Russian is a major language of Central Asia, plus Kazakhstan at a points had more Russians then Kazakhs, and there are/were significant Russian Populations in the other countries also.
 
True, but the Russian colonization of Central Asia occured during Tsarist times. Actually, it would be an interesting twist if there was a Turco-Slavic based empire. Oh wait, the Russian Empire may or may not count as the OTL Turco-Slavic Empire since they have a lot of Turkic populations within its borders.
 
According to some models, the Slavic explosion sort of owes its origins to a reverse situation: the Avars (who included no doubt besides a Turcic elite also Slavs, East Germans and potentially whatever Caucasus/Balkan populations) probably used Slavic as a lingua franca. That helped transmission. The only real massive migration by Slavs alone could have been west towards the Elbe.

The problem with that model is that by the time of the arival of the Avars the first phase of the Slavic explosion already happened and they could be found from river Sale in the west to the Donjeck basin in the east and all along the danube (in variying density) from Bavaria to the Black Sea. The arival of the Avars allowed the Slavs to break south all the way to Crete at an amazing speed , but there is nothing showing they would not have done it on their own even without the Avars. Langobards and Gepids in Pannonia would have been an obstacle but not an impassable one.
 
The first exansion began on the turn from 5th to 6th century and lasted roughly to the middle of the 6th when they joined forces with the Avars.
 
One other thing, the modern state of Bulgaria was a Slavicized nation of Turkic origin. Could a similar Slavicization of another Turkic tribe in the steppes occur a la Bulgaria? I'm aiming for either Khazaria or the Kipchak-Cuman confederation to at least become influenced by Slavic culture.
 
One other thing, the modern state of Bulgaria was a Slavicized nation of Turkic origin. Could a similar Slavicization of another Turkic tribe in the steppes occur a la Bulgaria? I'm aiming for either Khazaria or the Kipchak-Cuman confederation to at least become influenced by Slavic culture.
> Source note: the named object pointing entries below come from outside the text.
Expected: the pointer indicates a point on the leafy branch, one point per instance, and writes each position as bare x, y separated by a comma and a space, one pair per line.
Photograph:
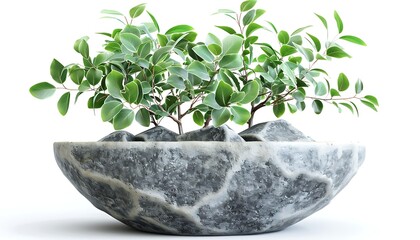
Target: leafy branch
146, 75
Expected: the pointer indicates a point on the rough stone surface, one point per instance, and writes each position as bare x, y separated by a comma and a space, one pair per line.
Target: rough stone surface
158, 133
118, 136
211, 133
209, 188
275, 131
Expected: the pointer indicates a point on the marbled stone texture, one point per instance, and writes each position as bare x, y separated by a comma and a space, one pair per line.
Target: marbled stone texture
209, 188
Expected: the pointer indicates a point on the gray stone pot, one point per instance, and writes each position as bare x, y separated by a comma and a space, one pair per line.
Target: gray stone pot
209, 188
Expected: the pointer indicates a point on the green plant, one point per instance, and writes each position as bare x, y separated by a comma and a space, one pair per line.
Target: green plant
145, 75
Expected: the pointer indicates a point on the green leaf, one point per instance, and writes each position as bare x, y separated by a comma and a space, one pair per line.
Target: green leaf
198, 69
299, 96
56, 70
334, 93
161, 54
231, 61
240, 115
372, 99
77, 74
283, 37
162, 39
348, 106
223, 93
110, 109
343, 82
176, 82
292, 108
337, 52
287, 50
320, 89
113, 47
339, 22
144, 49
272, 26
369, 104
198, 118
232, 44
324, 22
316, 41
358, 87
249, 17
213, 39
320, 57
179, 29
259, 13
301, 106
143, 117
237, 97
215, 49
97, 101
84, 86
296, 39
250, 40
306, 52
317, 106
353, 39
94, 76
178, 71
137, 10
114, 82
210, 100
154, 21
288, 72
252, 28
130, 41
100, 58
131, 92
42, 90
145, 86
279, 109
220, 116
203, 52
227, 29
123, 119
83, 48
248, 5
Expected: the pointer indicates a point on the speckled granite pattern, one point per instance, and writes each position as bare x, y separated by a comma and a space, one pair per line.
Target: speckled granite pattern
209, 188
274, 131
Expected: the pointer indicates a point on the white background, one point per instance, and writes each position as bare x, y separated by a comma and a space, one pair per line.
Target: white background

The Cumans seemed like they were (slowly) on the way to getting Christianised. Lots of late Khans also have Russian names as given by the chronicles, although they may have had pagan names too. But complete linguistic assimilation is not a given even so.

The Kangly Kypchaks were however already partly Muslim since the 11th c.
 
There is another question that I wish to ask: could there also be a good change for a Slavic tribal presence in the Caucasus and Eastern Anatolia? I looked up on a thread about Slavs in Anatolia but it's a year old.
 
after byzantines reconquered greek peninsulia after slavic migration, they resettled as much as 100 000 slavs from greece to anatolia
 
A majority of the Slavs resettled in Anatolia were surprisingly of Serb origin, so I was wondering if Anatolia can become the new homeland of the Serbs instead of Moesia. This could have interesting butterflies, as an "Anatolian Serbia" will have Armenia as neighbors, and if the East Slavs still gets Rurik to rule over them and form Kievan Rus', it will also have other effects as well. If Justinian II and his predecessors were not cruel in their treatment of the Slavs living in Anatolia, can we truly have a Slavic Anatolia?